There are technical reasons why foods prepared from individual, specific varieties of crops don’t produce adverse effects over 40–50 years.  Any food is a complex mixture of thousands of compounds that are safe for consumption in the amounts present in that food (and in our total diet). It's important to recognize that every chemical, including essential vitamins and other nutrients, can be toxic if we consume too much of it.  Long-term toxicity from foods is seldom observed. That's because most of the food is digested, absorbed, metabolized and excreted; the unabsorbed portion passes through our bodies unchanged and is eliminated. Unlike some chemicals, food components generally don't bio-accumulate, so no adverse effects could be seen in 40–50 years.


There are a few exceptions to this rule.  For example, consumption of shark or polar bear liver over a long period of time can cause hypervitaminosis D, which can be lethal.  Lathyrism is a neurological disease that results from eating certain legumes, such as  Lathyrus sativus (grass peas), that contain a highly toxic compound, oxalyldiaminopropionic acid (ODAP).  OADP is a structural analog of glutamate, an important neural transmitter. The composition of biotech foods is carefully studied to ensure that all components are within the ranges of concentration normally observed in that food; special attention is focused on the concentration of constituents such as vitamin D or other antinutrients that could cause adverse effects if consumed in large amounts.  And, since crop composition data show that GM crops are less altered in their composition than crops produced by more disruptive, black-box, conventional breeding methods, the odds of an adverse effect arising in 50 years from the consumption of a new GM variety as part of our overall diet are less than they would be from the consumption of other varieties of the same crop—but remember, crop-plant breeding has proven to be a very safe process.  We are talking about food here, not toxic waste.


What does make an important difference in human health is our diet: specifically, eating a varied diet in moderation ensures optimal health. Many studies show that a diet rich in fruits and vegetables, which are high in fiber and low in fats—especially saturated fats—is likely to produce a better health outcome 40–50 years from now. So the best food advice I can offer is: is don’t worry about GM crops; focus on eating a varied, balanced diet in moderation.  And while you’re at it, get plenty of rest, avoid stress and exercise regularly. You’ll feel better and live better.

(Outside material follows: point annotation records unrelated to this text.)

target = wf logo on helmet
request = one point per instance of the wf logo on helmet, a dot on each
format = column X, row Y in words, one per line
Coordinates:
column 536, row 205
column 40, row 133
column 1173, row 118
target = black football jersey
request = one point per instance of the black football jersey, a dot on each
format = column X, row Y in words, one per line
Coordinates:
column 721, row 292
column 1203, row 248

The example of using lead is not a good analogy to food, firstly because it is a single compound and not a complex mixture of chemicals, like food is. Large intakes of many pure chemicals, even food ingredients like salt or baking soda, can be lethal. Secondly, it is one of many known toxic compounds that are not known to occur in food at toxic levels—largely because the food system goes to great lengths to keep lead out of food.  There certainly are many compounds, like lead and mercury, that we need to avoid because they are toxic.

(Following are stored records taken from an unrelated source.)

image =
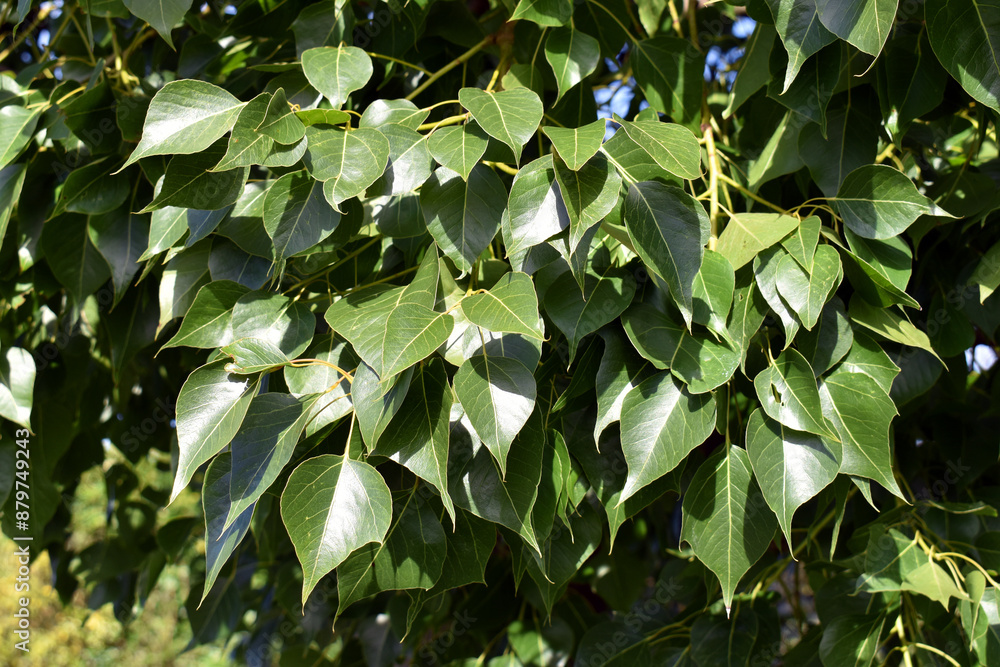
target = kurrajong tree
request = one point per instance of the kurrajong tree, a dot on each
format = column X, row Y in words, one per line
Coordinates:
column 462, row 373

With regard to long-term effects on the environment, it's important to point out that mandatory, comprehensive premarket environmental safety tests are done on GM crops before they are approved.  And mandatory postmarket monitoring has demonstrated to this point in time—17 years of planting GM crops—that they have on balance less environmental impact than conventional crops and improve the sustainability of agriculture in several important ways related to water, soil and reduced greenhouse gas emissions.


So far, so good, but, as your question points out, we can't know what is going to happen in 50 years. What we do know is that if we don't use GM technology, we lose some very important benefits: we will produce less yield per acre; use more chemicals, fuel and labor; lose benefits of soil conservation and improved soil organic matter; lose the benefit of water conservation and lowered contamination of water by farm chemicals; and lose the beneficial reduction in greenhouse gases.  When deciding whether or not to use a new technology, one must weigh the potential risks and benefits and not ignore the damage done by present methods. There is every reason to believe that GM agriculture is more sustainable and better for the environment in many cases.